CS3984 Computer Systems in Rust



String and &str

  • UTF-8 encoded sequence of bytes
  • Length, capacity, pointer to content
    • No null terminator!
  • Can be try-converted from byte arrays in UTF-8, UTF-16-BE, UTF-16-LE
  • Can be lossy-converted from byte arrays in UTF-8, UTF-16-BE, UTF-16-LE

Aside (Unicode):

Cow<str>

enum CowStr<'borrow> {
  Borrowed(&'borrow str),
  Owned(String)
}


  • Implements Deref, so automatic immutable method access to string.
  • The to_mut method returns a mutable reference to an owned value, cloning if necessary.

Cow<str> (2)

use std::borrow::Cow;

fn main() {
  let mut s: Cow<'static, str> = Cow::from("hello!");
  // s is a Cow::Borrowed, pointing to a string literal
  println!("{}", s.len());

  s.to_mut().make_ascii_uppercase();
  // s is now a Cow::Owned, containing an owned String
  println!("{}", s);
}


OsString and &OsStr

  • Platform native strings
    • On Unix systems, an arbitrary sequence of non-zero bytes

Notably, an OsString is not guaranteed to be valid UTF-8.
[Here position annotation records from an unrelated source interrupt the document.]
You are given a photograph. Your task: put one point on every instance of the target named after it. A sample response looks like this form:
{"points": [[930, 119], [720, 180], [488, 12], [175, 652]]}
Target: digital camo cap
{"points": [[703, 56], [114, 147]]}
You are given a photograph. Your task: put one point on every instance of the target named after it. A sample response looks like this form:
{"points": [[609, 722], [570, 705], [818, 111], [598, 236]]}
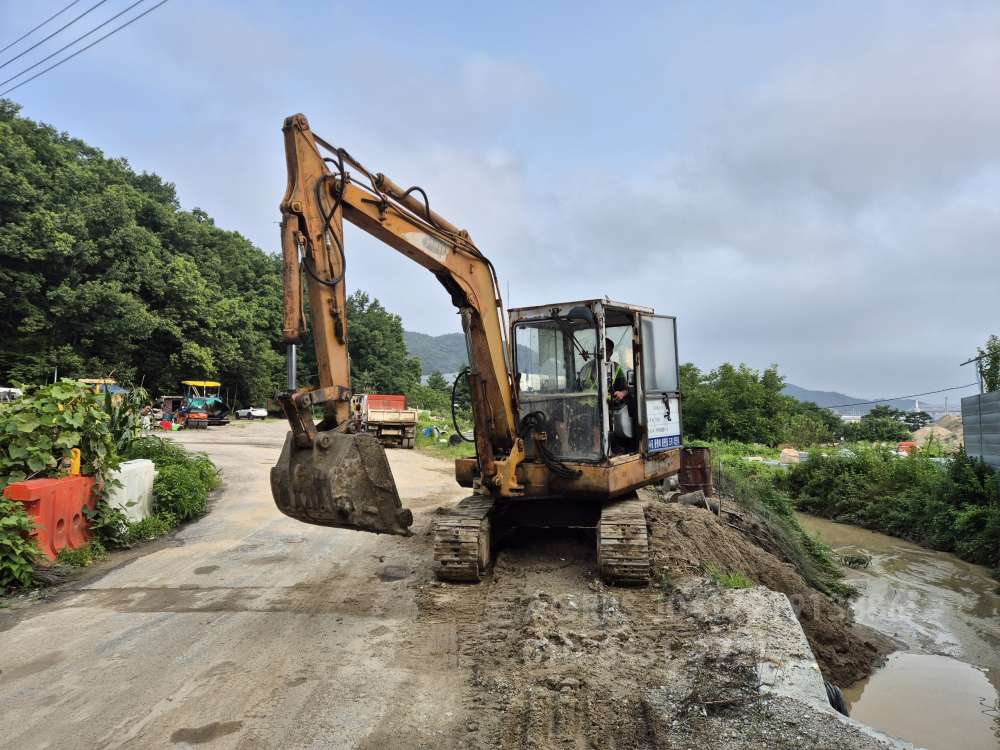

pub fn into_string(self) -> Result<String, OsString>


  • An &OsStr is to OsString what &str is to String.

  • Rust library functions interfacing with the system usually return OsString/OsStr:

  • Example: Path::file_name

pub fn file_name(&self) -> Option<&OsStr>


CString and &CStr

  • C-compatible strings
  • Nul-terminated
  • No nul bytes in the middle

Notably, not all String are valid CString, since UTF-8 strings can contain nul characters.

pub fn new<T>(t: T) -> Result<CString, NulError>
where
    T: Into<Vec<u8>>,


  • A &CStr is to CString what &str is to a String
  • Functions that interact with the C ABI usually utilize CString/CStr.